NEW YORK: Plus de 3 millions de vues pour son récit sur Instagram de l'assaut contre le Capitole, sa peur de mourir, et son évocation d'un traumatisme proche d'une agression sexuelle: la jeune élue du Congrès Alexandria Ocasio-Cortez a confirmé lundi soir sa popularité sur les réseaux sociaux, mais aussi les dangers très concrets posés à ses positions très à gauche.
Pendant un peu plus d'une heure lundi soir, «AOC», comme tout le monde l'appelle, a raconté en Live, sur la plateforme où la suite plus de 8 millions d'abonnés, comment elle s'est cachée dans des toilettes le 6 janvier, convaincue que les militants pro-Trump qui tambourinaient à la porte de son bureau allaient la tuer.
Elle a lié le traumatisme subi à celui d'une agression sexuelle, confiant pour la première fois publiquement en avoir fait personnellement l'expérience. «Je suis une survivante d'une agression sexuelle et je n'en ai pas parlé à grand monde dans ma vie», a-t-elle indiqué, sans donner plus de détails.
Son intervention a été suivie, sur le moment, par quelque 150 000 personnes, avant de faire boule de neige. Quatre jours plus tôt, elle avait déjà fait le «buzz» en organisant un débat sur la rébellion des boursicoteurs contre les grands fonds spéculatifs de Wall Street apparue lors de la saga GameStop, qui a recueilli depuis plus de 1,5 million de vues.

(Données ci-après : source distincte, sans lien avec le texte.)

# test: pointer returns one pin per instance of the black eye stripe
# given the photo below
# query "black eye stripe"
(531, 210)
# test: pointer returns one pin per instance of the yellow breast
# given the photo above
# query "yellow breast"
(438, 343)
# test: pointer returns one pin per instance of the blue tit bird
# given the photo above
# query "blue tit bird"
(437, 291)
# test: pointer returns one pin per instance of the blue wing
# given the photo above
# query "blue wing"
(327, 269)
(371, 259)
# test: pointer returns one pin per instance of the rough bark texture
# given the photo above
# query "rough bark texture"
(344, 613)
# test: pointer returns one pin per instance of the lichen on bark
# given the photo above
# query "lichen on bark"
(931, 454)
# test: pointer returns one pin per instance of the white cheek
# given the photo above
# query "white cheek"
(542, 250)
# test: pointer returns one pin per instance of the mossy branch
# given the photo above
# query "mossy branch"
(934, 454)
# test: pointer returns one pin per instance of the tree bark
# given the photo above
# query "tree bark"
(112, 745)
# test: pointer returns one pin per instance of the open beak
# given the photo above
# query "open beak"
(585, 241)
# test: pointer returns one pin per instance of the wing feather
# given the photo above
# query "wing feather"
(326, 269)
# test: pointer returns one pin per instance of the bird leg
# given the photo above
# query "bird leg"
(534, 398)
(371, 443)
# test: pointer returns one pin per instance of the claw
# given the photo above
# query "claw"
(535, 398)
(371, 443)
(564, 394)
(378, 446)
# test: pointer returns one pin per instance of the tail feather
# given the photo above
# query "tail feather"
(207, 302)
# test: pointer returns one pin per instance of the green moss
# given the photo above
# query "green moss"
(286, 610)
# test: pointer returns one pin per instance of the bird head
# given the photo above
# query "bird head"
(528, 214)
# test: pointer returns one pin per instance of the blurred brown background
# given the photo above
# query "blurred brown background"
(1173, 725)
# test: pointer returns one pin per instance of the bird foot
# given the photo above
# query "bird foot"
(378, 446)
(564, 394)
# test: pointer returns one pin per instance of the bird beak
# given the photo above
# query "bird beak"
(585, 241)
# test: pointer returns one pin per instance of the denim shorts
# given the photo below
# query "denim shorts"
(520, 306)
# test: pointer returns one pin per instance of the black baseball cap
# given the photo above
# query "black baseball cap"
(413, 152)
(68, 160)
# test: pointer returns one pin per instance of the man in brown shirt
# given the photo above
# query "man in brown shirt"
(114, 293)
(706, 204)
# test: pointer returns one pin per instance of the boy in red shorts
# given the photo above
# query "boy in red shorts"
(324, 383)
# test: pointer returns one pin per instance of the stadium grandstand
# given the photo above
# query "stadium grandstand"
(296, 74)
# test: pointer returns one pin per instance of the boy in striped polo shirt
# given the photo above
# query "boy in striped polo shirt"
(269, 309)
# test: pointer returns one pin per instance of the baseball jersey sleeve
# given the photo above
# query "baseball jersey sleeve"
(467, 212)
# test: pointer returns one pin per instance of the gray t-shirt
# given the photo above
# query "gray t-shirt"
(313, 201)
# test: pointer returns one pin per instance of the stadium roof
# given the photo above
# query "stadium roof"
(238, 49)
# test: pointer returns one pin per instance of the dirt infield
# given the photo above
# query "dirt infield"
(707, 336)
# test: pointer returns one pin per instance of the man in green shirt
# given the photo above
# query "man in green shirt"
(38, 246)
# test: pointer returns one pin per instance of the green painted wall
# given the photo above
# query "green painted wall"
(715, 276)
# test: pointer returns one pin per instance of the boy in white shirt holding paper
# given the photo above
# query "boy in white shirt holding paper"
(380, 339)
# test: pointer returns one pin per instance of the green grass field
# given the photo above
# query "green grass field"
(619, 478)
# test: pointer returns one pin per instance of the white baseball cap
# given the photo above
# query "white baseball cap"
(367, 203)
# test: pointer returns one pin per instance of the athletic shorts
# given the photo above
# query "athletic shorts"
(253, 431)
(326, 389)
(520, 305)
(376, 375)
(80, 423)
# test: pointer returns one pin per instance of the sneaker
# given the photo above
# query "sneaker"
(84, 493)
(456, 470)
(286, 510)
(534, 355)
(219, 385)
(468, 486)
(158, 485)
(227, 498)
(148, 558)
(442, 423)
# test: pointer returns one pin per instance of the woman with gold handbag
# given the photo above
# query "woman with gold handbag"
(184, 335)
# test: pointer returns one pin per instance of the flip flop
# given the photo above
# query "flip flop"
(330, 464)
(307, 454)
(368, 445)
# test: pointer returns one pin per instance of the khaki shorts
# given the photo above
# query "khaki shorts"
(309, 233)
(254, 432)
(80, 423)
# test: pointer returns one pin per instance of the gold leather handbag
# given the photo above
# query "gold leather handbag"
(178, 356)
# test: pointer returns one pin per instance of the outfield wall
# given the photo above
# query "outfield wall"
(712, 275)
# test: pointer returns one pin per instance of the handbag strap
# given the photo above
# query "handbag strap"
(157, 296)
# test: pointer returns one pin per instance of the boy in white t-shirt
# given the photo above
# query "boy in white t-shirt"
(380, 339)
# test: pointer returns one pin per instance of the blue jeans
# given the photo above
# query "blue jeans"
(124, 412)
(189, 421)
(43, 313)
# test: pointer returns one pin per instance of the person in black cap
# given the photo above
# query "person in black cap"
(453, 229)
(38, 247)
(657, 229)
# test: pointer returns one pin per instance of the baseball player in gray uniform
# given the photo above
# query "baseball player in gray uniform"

Sa maîtrise des réseaux sociaux, qui déjà beaucoup aidée à se faire élire au Congrès aux dépens d'un baron démocrate en 2018, est incontestablement une de ses forces.
«C'est une communication incroyablement efficace», souligne Kelly Dittmar, du Centre sur les femmes en politique de l'université Rutgers. «Elle utilise Instagram pour expliquer ce qui se passe au Congrès, son travail personnel et ses émotions».
Enant évoqué l'agression sexuelle qu'elle a elle-même subie, "elle permet aux gens qui réussissent pas au Capitole, surtout aux femmes, de mieux imaginer" ce qui s'est passé, estime cette analyste.
Son récit très poignant lundi soir ne peut que «renforcer le soutien» de ses fans, qui «perçoit cette attaque contre sa personne comme autant de menaces contre leur propre sécurité», dit aussi Costas Panagopoulos, de l'université Northeastern de Boston.
Menaces quotidiennes
Mais son récit met aussi en évidence la cible est devenue cette élue new-yorkaise de 31 ans, née d'une mère portoricaine qui, après deux ans au Congrès s'est imposée comme la figure de proue l'aile gauche des démocrates au Congrès.
Pour Kelly Dittmar, la peur dont elle a témoigné lundi témoigne des «menaces quasi-quotidiennes» dont elle est confrontée depuis son arrivée au Congrès, avec les autres élues de la gauche démocrate que Donald Trump et les républicains ont surnommées «The Squad» ( la bande), Ayanna Pressley, Ilhan Omar et Rashida Tlaib.
«AOC» est une cible particulièrement facile pour les conservateurs, assure l'analyste: non seulement par ses positions proches de celles de Bernie Sanders - pour une sécurité sociale étatique, une lourde imposition des richesses, un «New Deal» vert - mais aussi parce que «racisme et sexisme font qu'il est plus facile de présenter une femme de couleur comme dangereuse».
Au point que lors des élections de novembre 2020 - qui ont vu AOC réélue avec 71% des voix à la Chambre des représentants, dans sa circonscription de Queens et du Bronx - «beaucoup de candidats républicains (à travers les Etats-Unis) parlaient d «Elle plutôt que de leur adversaire», rappelle cette analyste.
«Elle représente une menace pour les structures de pouvoir traditionnellement blanches et patriarcales, et refuse de rester silencieuse sur ses opinions politiques comme sur son identité, utilisant les réseaux sociaux et les médias traditionnels pour parler de ses expériences et ses idées. Cette combinaison de facteurs fait d'elle un aimant pour l'animosité des conservateurs », affirme Julia Payson, de l'université de New York.
La jeune élue peut-elle espérer atteindre un jour, sinon la Maison Blanche - comme l'imaginent volontiers ses fans - au moins un puissant fauteuil de sénatrice ou de gouverneure de l'Etat de New York?
Pour Costas Panagopoulos, «elle s'est enfermée dans des positions extrêmes» qui rend «tout poste proposé de séduire de grandes catégories de l'électorat difficile à atteindre».
«Elle est tellement diabolisée que les gens la voient comme trop enflammée», déclare aussi Kelly Ditmar. «C'est ce que veulent les conservateurs: assurez-vous qu'elle n'ira pas plus loin».